Dealers and lenders say the pattern is simple: customers focus on the payment they can afford today, not the total cost over the life of the contract. As one industry expert put it, buyers are working harder to make the numbers fit. That does not always mean they are buying more car, only that they are financing the same car for longer.
How seven-year loans change the deal
Seven-year auto loans, usually written as 84-month contracts, reduce the monthly bill by spreading principal and interest across more payments. That can make the difference between approval and rejection for households facing higher insurance, rent, groceries, and credit-card balances.
But the tradeoff is steep. Longer terms usually mean more interest paid over time, slower equity build-up, and greater risk of negative equity if the vehicle depreciates faster than the loan balance falls. That matters because cars lose value quickly, especially in the first few years, and borrowers who need to sell or trade in early can end up underwater.
The effect is even sharper when a buyer rolls in negative equity from an old loan, adds optional products, or puts little money down. Each of those choices lowers the immediate payment only on paper while increasing the chance that the borrower will still owe thousands after the car is no longer reliable or desirable.
What the data and lenders show
Experian Automotive’s State of the Automotive Finance Market has tracked the steady growth of long-term financing, including 72- and 84-month contracts, as higher rates and prices have squeezed the market. The Federal Reserve has also kept benchmark rates at restrictive levels compared with the zero-rate era, which has pushed auto loan annual percentage rates higher across prime and near-prime borrowers.
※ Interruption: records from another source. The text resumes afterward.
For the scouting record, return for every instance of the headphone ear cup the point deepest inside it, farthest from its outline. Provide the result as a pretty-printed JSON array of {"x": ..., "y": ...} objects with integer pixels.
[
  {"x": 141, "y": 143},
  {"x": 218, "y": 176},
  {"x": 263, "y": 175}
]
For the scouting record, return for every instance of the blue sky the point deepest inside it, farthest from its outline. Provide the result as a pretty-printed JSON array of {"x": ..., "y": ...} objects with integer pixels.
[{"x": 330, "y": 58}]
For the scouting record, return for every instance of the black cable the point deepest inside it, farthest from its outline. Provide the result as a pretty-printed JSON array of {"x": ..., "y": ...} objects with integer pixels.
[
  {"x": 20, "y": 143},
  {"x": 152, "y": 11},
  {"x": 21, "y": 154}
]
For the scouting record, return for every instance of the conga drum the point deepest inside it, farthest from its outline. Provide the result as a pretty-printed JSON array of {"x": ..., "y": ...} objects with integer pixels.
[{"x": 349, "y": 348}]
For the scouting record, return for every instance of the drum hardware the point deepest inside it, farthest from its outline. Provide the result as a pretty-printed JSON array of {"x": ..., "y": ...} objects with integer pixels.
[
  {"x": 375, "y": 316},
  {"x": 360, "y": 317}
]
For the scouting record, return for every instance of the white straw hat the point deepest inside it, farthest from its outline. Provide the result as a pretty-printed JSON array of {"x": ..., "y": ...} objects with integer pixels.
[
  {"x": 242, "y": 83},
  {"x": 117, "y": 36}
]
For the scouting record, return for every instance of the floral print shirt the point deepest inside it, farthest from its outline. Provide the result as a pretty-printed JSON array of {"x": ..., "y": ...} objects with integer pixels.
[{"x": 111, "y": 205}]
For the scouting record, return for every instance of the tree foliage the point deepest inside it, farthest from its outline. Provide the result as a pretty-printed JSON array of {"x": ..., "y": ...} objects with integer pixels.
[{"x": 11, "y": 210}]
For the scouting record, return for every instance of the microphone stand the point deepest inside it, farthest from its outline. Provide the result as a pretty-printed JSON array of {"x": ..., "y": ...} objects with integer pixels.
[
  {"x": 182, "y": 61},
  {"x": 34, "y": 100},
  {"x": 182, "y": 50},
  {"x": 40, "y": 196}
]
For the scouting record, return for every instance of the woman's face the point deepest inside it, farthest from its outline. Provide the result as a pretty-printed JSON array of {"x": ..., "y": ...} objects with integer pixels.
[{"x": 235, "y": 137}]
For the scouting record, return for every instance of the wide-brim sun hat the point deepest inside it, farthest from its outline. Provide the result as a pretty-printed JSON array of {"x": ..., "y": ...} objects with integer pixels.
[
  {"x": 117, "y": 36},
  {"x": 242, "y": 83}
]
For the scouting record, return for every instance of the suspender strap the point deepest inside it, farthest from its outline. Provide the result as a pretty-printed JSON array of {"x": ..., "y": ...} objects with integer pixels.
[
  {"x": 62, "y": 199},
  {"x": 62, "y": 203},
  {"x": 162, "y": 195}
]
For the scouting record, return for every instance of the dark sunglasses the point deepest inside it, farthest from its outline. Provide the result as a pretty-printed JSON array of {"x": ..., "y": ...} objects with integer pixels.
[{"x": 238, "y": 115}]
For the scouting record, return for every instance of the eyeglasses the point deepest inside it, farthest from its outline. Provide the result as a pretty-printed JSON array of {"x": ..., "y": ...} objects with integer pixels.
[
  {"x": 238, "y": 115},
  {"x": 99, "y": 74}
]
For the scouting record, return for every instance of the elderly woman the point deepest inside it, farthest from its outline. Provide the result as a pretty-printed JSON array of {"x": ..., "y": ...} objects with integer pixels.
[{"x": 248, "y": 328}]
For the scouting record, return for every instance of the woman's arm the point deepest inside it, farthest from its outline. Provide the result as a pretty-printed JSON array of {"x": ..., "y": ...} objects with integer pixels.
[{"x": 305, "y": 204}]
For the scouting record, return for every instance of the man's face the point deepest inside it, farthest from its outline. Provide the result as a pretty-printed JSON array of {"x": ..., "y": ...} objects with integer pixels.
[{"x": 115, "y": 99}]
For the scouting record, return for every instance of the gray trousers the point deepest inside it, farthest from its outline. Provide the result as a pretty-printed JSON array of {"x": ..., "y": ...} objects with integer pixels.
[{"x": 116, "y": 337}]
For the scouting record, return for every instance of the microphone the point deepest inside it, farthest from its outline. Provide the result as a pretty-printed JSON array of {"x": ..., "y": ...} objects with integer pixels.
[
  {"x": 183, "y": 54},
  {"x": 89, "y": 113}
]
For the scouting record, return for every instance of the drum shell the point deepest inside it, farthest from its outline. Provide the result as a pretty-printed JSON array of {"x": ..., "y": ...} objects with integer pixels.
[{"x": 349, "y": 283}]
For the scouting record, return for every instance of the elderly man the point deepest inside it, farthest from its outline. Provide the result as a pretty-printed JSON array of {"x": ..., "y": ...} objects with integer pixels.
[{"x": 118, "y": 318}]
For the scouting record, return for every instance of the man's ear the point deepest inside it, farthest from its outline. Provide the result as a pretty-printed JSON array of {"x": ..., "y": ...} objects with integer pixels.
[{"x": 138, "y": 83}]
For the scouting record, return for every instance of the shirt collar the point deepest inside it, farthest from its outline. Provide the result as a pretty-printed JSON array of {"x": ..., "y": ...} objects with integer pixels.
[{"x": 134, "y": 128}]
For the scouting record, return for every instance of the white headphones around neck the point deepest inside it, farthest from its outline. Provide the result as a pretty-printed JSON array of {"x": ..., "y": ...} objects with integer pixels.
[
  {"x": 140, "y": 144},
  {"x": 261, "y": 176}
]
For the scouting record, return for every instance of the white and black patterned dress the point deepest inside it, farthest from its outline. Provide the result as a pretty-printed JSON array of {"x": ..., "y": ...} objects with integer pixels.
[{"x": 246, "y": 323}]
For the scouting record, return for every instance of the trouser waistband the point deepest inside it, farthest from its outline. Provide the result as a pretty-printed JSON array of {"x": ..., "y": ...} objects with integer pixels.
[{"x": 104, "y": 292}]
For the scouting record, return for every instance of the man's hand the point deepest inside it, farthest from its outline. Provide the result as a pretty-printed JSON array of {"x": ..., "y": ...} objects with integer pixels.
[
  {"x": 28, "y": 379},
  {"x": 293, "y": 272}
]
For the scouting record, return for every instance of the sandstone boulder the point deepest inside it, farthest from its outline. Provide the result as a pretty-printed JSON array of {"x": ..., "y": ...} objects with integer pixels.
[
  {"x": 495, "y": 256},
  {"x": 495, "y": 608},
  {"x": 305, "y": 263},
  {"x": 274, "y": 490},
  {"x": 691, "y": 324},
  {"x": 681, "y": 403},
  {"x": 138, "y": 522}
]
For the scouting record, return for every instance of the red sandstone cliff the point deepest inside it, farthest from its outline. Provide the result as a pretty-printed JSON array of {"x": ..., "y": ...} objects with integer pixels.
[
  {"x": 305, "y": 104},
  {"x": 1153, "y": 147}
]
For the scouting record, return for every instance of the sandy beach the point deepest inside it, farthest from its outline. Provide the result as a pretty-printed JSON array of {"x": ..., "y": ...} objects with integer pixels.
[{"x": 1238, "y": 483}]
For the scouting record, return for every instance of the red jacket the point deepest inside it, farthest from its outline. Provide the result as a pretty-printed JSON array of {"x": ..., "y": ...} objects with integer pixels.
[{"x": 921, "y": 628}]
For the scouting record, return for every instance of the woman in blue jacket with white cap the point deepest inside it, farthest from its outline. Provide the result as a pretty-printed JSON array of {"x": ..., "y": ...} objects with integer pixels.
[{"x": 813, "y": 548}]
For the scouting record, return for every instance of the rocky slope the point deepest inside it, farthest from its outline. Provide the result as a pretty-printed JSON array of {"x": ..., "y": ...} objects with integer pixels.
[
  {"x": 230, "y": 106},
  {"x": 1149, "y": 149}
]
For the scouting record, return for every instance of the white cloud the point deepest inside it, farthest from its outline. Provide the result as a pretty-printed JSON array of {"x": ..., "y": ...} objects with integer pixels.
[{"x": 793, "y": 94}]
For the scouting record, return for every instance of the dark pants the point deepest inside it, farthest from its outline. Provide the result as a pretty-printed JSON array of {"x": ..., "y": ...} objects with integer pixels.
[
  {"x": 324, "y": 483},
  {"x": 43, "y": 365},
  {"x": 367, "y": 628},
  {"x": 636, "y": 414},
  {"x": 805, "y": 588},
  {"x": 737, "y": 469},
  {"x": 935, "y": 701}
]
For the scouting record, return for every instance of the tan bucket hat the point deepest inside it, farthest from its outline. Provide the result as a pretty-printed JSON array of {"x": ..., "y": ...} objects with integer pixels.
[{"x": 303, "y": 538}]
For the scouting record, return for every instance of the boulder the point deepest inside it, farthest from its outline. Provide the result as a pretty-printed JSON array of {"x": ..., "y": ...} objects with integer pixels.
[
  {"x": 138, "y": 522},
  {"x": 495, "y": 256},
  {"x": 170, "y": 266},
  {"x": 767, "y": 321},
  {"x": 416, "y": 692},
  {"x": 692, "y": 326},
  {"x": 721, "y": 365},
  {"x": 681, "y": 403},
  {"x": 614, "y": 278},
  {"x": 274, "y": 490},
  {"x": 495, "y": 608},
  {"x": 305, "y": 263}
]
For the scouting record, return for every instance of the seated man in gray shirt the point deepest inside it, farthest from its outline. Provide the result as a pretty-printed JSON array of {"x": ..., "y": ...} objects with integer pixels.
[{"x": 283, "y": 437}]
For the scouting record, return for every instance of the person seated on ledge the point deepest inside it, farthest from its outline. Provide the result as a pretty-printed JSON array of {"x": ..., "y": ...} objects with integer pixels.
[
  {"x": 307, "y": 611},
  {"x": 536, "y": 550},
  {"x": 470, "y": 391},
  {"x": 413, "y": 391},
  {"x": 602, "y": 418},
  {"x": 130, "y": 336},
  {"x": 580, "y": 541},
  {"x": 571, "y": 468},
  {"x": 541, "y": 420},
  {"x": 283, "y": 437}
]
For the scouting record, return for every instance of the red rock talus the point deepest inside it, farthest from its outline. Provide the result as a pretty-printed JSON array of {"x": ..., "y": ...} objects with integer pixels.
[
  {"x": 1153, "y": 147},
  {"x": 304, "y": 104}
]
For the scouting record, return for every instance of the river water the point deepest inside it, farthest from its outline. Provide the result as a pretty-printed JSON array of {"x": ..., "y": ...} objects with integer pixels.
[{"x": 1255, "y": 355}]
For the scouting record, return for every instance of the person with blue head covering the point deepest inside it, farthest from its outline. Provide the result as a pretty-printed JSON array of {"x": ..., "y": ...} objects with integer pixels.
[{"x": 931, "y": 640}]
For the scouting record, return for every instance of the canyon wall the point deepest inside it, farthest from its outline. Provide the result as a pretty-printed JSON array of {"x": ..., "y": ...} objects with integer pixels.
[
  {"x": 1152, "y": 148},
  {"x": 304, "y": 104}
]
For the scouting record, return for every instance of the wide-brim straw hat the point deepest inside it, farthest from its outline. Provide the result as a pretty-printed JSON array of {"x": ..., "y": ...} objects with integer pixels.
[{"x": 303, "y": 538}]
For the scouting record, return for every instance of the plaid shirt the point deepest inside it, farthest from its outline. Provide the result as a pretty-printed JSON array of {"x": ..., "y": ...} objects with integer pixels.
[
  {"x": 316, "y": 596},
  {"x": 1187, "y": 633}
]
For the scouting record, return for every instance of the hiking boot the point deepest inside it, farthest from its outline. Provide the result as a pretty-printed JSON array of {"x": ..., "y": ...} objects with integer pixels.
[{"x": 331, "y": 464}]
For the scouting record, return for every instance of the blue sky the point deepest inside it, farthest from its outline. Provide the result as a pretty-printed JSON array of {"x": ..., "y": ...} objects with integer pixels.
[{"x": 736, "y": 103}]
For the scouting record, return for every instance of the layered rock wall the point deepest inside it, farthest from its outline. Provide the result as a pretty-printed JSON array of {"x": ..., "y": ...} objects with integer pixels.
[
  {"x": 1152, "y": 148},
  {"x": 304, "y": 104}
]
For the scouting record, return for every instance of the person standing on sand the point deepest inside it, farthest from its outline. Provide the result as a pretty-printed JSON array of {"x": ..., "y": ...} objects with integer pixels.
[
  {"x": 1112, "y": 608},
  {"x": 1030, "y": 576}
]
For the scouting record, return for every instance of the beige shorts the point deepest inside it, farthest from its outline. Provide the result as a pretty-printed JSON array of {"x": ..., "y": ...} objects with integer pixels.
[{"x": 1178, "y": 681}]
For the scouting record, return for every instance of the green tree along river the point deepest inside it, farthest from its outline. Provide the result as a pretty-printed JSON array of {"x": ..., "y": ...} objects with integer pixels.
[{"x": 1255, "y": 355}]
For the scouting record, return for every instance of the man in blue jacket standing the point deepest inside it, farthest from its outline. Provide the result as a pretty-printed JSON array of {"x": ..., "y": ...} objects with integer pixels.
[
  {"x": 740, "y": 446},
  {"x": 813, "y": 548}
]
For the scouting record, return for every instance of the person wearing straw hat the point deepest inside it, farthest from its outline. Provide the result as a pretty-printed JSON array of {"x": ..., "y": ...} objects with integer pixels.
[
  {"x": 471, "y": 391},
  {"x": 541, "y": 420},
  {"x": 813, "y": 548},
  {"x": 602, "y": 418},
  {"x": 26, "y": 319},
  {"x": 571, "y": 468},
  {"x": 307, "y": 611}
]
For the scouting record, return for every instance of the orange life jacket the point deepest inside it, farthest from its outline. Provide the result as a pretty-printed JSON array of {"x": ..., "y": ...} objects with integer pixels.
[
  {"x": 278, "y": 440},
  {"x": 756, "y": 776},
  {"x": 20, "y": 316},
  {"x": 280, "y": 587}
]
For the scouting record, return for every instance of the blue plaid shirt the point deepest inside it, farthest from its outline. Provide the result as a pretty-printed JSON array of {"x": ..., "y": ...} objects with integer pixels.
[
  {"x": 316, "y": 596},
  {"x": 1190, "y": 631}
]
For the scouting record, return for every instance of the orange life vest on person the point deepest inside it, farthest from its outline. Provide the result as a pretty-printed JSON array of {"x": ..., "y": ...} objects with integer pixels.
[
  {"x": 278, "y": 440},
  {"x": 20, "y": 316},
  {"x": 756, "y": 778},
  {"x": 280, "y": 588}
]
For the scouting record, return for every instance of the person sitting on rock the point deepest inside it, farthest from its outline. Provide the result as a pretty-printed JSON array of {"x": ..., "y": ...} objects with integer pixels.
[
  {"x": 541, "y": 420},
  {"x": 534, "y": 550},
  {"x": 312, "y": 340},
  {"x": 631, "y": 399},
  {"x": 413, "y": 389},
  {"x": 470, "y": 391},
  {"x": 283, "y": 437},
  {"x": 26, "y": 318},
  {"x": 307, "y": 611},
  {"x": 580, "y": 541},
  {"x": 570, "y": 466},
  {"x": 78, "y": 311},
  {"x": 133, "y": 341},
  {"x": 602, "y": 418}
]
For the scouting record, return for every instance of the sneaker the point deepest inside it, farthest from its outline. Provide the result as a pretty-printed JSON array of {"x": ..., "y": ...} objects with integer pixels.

That pressure is visible in the monthly payment, which is the figure most shoppers negotiate around. Edmunds has repeatedly reported that average new-car payments have climbed to record or near-record levels in recent periods, and a longer loan is one of the few tools left to keep a deal from collapsing at the desk. The result is a market where the payment is often engineered first, and the vehicle choice comes second.
The trend is not uniform across borrowers. Prime customers can sometimes offset a long term with a lower rate, but shoppers with weaker credit often face the harshest combination of high APRs and long maturities. That combination increases the risk of payment shock later, especially if an owner refinances a home, loses income, or needs to trade the vehicle before the note matures.
What it means for buyers and the industry
For consumers, the immediate benefit is access. A seven-year loan can turn a rejected purchase into an approved one, which is why the terms keep gaining share even as they draw criticism from consumer advocates and finance experts. The downside is that the borrower takes on more long-term debt for an asset that keeps depreciating.
For automakers and dealers, longer terms can support sales volume in an affordability-constrained market. But they also mask underlying weakness in demand, because some purchases happen only when lenders extend the contract. If credit conditions tighten further or unemployment rises, those stretched loans could become a larger source of risk for lenders and borrowers alike.
Used-car financing faces the same affordability pressure, but lenders are usually more cautious with older vehicles because depreciation and mechanical risk rise faster. That is one reason seven-year terms are more common in new-car finance, where lenders can better predict collateral value than they can on a high-mileage used vehicle.
What to watch next is whether auto loan rates ease, whether vehicle prices soften, and whether lenders pull back from 84-month terms if delinquency trends worsen. If affordability stays tight, seven-year loans are likely to remain a bigger part of the market, even as more buyers discover that a lower payment can come with a much higher total cost.